Theatre News

RSC's The Winter's Tale 2021 tour dates announced

The production will travel the country after playing at Stratford and the Barbican Theatre

Andrew French, Kemi-Bo Jacobs, Joseph Kloska and Ben Caplan
Andrew French, Kemi-Bo Jacobs, Joseph Kloska and Ben Caplan
© left and centre left: RSC, photo by Hugo Glendinning, centre right and right: Dan Wooller for WhatsOnStage

Dates for the RSC's 2021 tour of The Winter's Tale were announced today.

Following a run in Stratford-upon-Avon at the Royal Shakespeare Theatre (28 March to 2 October) and its subsequent transfer to the Barbican Theatre (with dates to be confirmed), the show will play at the Lowry Salford (27 to 30 January 2021), the Bradford Alhambra (2 to 6 February), the Marlowe Theatre Canterbury (10 to 13 February) and Newcastle Theatre Royal (23 to 27 February), with another venue to be confirmed in due course.

Set across a 16-year span, the show will take inspiration from Mad Men and the moon landings to tell the story of King Leontes, whose jealousy tears his family apart and has long-lasting consequences.

Joseph Kloska (Imperium) will play Leontes, with Kemi-Bo Jacobs (All My Sons) as Hermione, Ben Caplan (The Exorcist) as Camillo, Amanda Hadingue (Miss Littlewood) as Paulina and Andrew French (Romeo and Juliet) as Polixenes. The cast is completed by Alice Blundell (Dorcas), Alfred Clay (Archidamus), Colm Gormley (Antigonus), William Grint (Young Shepherd), Vicky Hall (Mopsa), Avita Jay (Cleomenes), Zoe Lambert (Shepherdess),Georgia Landers (Perdita), Mogali Masuku (Dion), Dyfrig Morris (Mariner), Baker Mukasa (Lord), Anne Odeke (Autolycus), Bea Webster (Emilia) and Assad Zaman (Florizel).

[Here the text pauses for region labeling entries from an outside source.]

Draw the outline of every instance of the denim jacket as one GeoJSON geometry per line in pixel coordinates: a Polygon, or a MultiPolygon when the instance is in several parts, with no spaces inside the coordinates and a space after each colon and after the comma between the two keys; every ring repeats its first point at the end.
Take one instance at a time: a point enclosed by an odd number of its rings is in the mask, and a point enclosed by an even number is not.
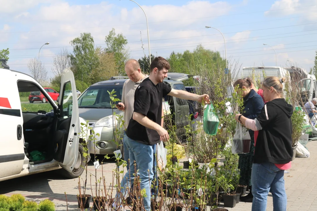
{"type": "Polygon", "coordinates": [[[253,120],[256,118],[264,106],[262,97],[253,90],[251,90],[243,98],[243,115],[248,119],[253,120]]]}

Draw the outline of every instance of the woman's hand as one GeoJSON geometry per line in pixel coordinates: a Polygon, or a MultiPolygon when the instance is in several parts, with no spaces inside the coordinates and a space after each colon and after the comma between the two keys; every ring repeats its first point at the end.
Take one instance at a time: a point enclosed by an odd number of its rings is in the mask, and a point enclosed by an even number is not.
{"type": "Polygon", "coordinates": [[[236,121],[238,122],[241,122],[241,121],[238,119],[239,119],[239,117],[241,115],[240,114],[236,114],[236,116],[235,116],[235,118],[236,119],[236,121]]]}

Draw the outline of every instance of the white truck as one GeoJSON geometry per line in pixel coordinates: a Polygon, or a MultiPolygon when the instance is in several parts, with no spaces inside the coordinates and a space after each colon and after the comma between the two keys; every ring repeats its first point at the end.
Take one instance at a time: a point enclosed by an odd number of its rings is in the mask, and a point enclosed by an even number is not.
{"type": "Polygon", "coordinates": [[[314,76],[308,74],[304,69],[292,66],[283,68],[281,67],[260,66],[248,67],[242,68],[242,78],[254,76],[261,81],[264,79],[264,76],[283,77],[290,80],[295,77],[298,83],[301,91],[301,96],[303,102],[311,101],[317,96],[317,82],[314,76]]]}
{"type": "Polygon", "coordinates": [[[61,75],[60,93],[62,95],[57,105],[32,77],[10,70],[5,61],[1,62],[0,181],[61,168],[68,178],[80,176],[84,161],[80,144],[80,121],[72,72],[67,68],[61,75]],[[68,90],[72,90],[71,95],[65,96],[68,90]],[[21,93],[39,91],[48,99],[47,103],[20,101],[21,93]],[[53,112],[47,115],[40,110],[43,106],[53,112]]]}

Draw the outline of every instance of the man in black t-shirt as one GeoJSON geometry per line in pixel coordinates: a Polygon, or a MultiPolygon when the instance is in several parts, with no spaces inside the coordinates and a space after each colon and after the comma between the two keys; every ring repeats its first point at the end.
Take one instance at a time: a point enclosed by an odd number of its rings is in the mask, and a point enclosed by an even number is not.
{"type": "Polygon", "coordinates": [[[129,150],[129,170],[121,181],[121,191],[125,197],[134,181],[134,162],[137,165],[139,175],[140,188],[145,189],[146,197],[144,198],[144,208],[151,210],[150,184],[153,177],[153,145],[161,140],[168,140],[168,133],[161,126],[162,99],[167,95],[182,99],[209,102],[209,96],[199,96],[182,90],[172,89],[163,83],[167,77],[170,69],[168,62],[163,57],[156,57],[150,66],[150,76],[137,88],[134,94],[134,111],[127,129],[125,142],[129,150]],[[131,171],[131,173],[130,171],[131,171]]]}

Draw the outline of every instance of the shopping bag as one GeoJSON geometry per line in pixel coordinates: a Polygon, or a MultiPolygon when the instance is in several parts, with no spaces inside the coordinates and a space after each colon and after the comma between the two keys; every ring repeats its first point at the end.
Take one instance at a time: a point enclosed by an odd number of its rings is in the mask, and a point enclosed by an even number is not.
{"type": "Polygon", "coordinates": [[[162,171],[165,168],[167,163],[166,154],[167,150],[164,147],[163,142],[162,141],[161,141],[159,144],[157,144],[156,146],[157,146],[156,154],[157,157],[158,167],[162,171]]]}
{"type": "Polygon", "coordinates": [[[214,107],[210,103],[207,105],[204,112],[204,130],[207,134],[213,135],[217,134],[219,119],[214,112],[214,107]]]}
{"type": "Polygon", "coordinates": [[[248,153],[250,152],[251,138],[246,127],[243,127],[240,122],[237,122],[236,133],[231,145],[233,154],[248,153]]]}

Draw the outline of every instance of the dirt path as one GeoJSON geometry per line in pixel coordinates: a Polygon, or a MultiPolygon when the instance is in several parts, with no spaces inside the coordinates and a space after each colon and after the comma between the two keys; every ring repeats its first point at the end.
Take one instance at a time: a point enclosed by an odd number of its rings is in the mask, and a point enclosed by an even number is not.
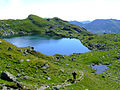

The production will be directed by RSC deputy artistic director Erica Whyman, with composition by Isobel Waller-Bridge, set design by Tom Piper, costume design by Madeleine Girling, lighting design by Prema Mehta, sound design by Jeremy Dunn, fight direction by Kate Waters and movement direction by Anna Morrissey.

Whyman commented: "I am particularly excited to be directing The Winter's Tale as it is one of my all-time favourite plays. It is a story of a man with immense power, who abuses it in the grip of a totally consuming paranoia, but then comes to his senses on a very public platform and apologises – without limit or excuse. That seems to me an act of such rare humility, that to do justice to it Shakespeare conjures a true fairytale, in which grief, repentance, patience, love and common sense are all in the end rewarded.

"I'm setting my production in the 1950s in a monarchy that has known fascism – an imagined Spain where politics, religion and power are deeply intertwined, moving later to 1969 in the North East of England in which real labour and a deep sense of community seems gloriously healthy, loving and straightforward by comparison."